Wherein, the disease category mapping table further comprises mapping relations between a plurality of categories and disease symptoms.
The preset user library comprises relevant illness data of the training users.
The symptom probability refers to the probability that the trained users of the third category suffer from the target symptom.
The first prediction weight and the second prediction weight are generated according to the learning rate adjustment of the crowd classification model.
The preset threshold may be set according to requirements, for example, the preset threshold may be 0.8. It is understood that, when both the first score and the second score are greater than the preset threshold, both the second category and the third category are the screening categories.
The symptom probability that the third category has the target symptom can be rapidly determined by carrying out symptom analysis on the training users of the third category, the first score and the second score can be accurately determined according to the first prediction weight and the second prediction weight in the crowd classification model, and the situation that the historical patient category to which the historical patient having multiple disease categories simultaneously belongs can not be comprehensively and accurately determined by comparing the first score and the second score with the preset threshold value can be avoided.
The generation unit 112 counts the number of diagnoses of the diagnostician in a plurality of the historical patient categories based on the historical patients, and generates the diagnosis and treatment ability information of the diagnostician in each of the historical patient categories based on the number of diagnoses.

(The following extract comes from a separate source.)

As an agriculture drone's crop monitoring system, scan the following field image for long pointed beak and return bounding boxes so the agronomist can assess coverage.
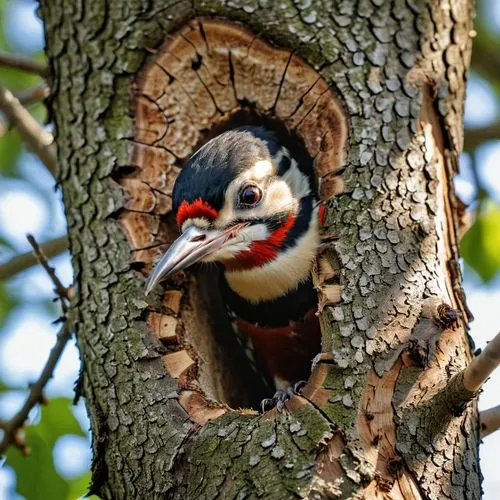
[146,222,248,295]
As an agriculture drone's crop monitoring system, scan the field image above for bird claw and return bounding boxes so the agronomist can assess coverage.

In at least one embodiment of the present invention, the clinical capability information is used to characterize the diagnosis of the diagnostician on each of the historical patient categories.
In at least one embodiment of the present invention, the generating unit 112 counts the diagnosis number of the diagnostician in a plurality of the historical patient categories according to the historical patients, and generates the diagnosis and treatment capability information of the diagnostician in each of the historical patient categories according to the diagnosis number includes:
counting the number of the diagnosticians dealing with each of the historical patient categories as the diagnosis number based on the historical patients;
counting the total number of patients of the historical patients in each historical patient category;
and calculating the ratio of the total amount of the patients to the diagnosis number to obtain the diagnosis and treatment capacity information.
Through the implementation mode, the diagnosis and treatment capability information of the diagnostician on each historical patient category can be rapidly quantized.
The acquisition unit 113 acquires dimension information of the diagnostician in a plurality of preset dimensions.
In at least one embodiment of the invention, the preset dimensions comprise work saturation conditions, signed service feedback evaluation, physician adept treatment crowd self-evaluation, crowd classification willingness management conditions and the like.
In at least one embodiment of the present invention, the obtaining unit 113 obtains information corresponding to the plurality of preset dimensions from an information knowledge base based on the doctor identification code as the dimension information.
The generating unit 112 generates a recommendation index of the diagnostician for each of the historical patient categories according to the dimension information and the clinical ability information.
In at least one embodiment of the present invention, the recommendation index refers to a quantification of the match of the diagnostician to each of the historical patient categories.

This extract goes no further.